GE Healthcare can also tell from software release versions whether a system it services or inspects is XR-29 compliant, and the company keeps an internal checklist of “anything that hasn’t changed hands yet,” Denison said. He said GE Healthcare “updated almost 100 percent” of those CT scanners in its install base, and has kept records of each update. Those systems that have changed hands most commonly have their compliance evaluated when a new owner contacts the company for a letter of compliance.

Furthermore, Denison said the XR-29 statute hasn’t affected the GE resale business, as just about everything it’s reselling has either been upgraded to compliance with the standard, or retired. Older, fewer-slice scanners simply don’t have a great deal of value to the business these days.

“There just isn’t a market for those systems that aren’t compliant,” Denison said. “There was maybe an increase in older systems for a year, or a year-and-a-half, but nothing that dramatic. There just weren’t that many devices in the market. At the time we did these updates, anything we weren’t able to update to be compliant was at least 12 to 15 years old. The average lifespan [of a CT scanner] was seven or eight years.”

From the perspective of GE Healthcare, the look into its own inventory was the jumping-off point for the entire exercise of XR-29 rollout, Denison said. What the company found was that even if older scanners weren’t used for diagnostic work, they were being repurposed for other opportunities.

“I think we were mostly surprised to find out that many of them were still in hospitals,” he said. “When we picked a random sample, that’s where we found out that a lot of hospitals still have a [legacy CT] system where they’re doing interventional work, which aren’t covered under the [XR-29] legislation.”

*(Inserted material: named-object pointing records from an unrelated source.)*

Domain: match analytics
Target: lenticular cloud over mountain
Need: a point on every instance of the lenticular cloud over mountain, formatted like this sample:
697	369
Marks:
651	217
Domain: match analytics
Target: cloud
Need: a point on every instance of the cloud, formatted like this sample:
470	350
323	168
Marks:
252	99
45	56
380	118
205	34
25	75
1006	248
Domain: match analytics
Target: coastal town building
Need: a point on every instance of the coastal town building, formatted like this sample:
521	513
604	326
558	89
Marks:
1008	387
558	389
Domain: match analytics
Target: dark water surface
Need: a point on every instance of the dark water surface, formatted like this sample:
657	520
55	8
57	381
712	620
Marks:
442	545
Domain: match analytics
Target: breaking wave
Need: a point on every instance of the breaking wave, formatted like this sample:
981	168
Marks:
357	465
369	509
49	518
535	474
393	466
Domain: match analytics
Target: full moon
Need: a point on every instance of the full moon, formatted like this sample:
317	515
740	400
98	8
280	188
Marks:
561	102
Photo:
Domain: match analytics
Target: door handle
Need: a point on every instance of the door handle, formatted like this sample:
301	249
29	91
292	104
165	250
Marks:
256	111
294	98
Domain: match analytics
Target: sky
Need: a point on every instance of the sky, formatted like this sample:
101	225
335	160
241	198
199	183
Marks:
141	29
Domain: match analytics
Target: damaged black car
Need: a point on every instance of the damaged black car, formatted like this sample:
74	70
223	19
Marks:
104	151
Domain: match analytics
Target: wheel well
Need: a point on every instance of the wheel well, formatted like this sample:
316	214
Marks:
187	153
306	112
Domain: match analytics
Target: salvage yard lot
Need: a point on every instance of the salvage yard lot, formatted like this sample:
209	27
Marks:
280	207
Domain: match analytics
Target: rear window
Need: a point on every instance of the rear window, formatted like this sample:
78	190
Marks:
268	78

“It’s a suitable purpose for those older devices, and a lot of people had taken an older system and had put it in use anyway,” Denison said.

If there’s any concerns, Denison said they focus on driving greater adoption of the variety of functions the upgraded scanners offer, including preset dose-check values and dose warning notifications. Licensed protocols ship with most new systems at the time of purchase for no extra charge; for systems in the GE Healthcare installed base, there is a nominal cost for systems to upgrade.

“I know there’s frustration on the part of physicists that many sites aren’t taking advantage of the things that XR-29 affords them,” Denison said. “We license protocols that are optimized for our new CT scanners, and those include preset dose check values that our customers can use, that are not only optimized for the system but give them the appropriate warnings and notifications should the techs make any mistakes at the time of scan.”

At least anecdotally, since the statute has been implemented, Denison said there’s been no reporting of patients receiving excessive dose radiation since the initial incidents that led to the crafting of XR-29, which leads him to conclude, “It’s working as advertised.”

“What we see is it’s been working as planned,” he said.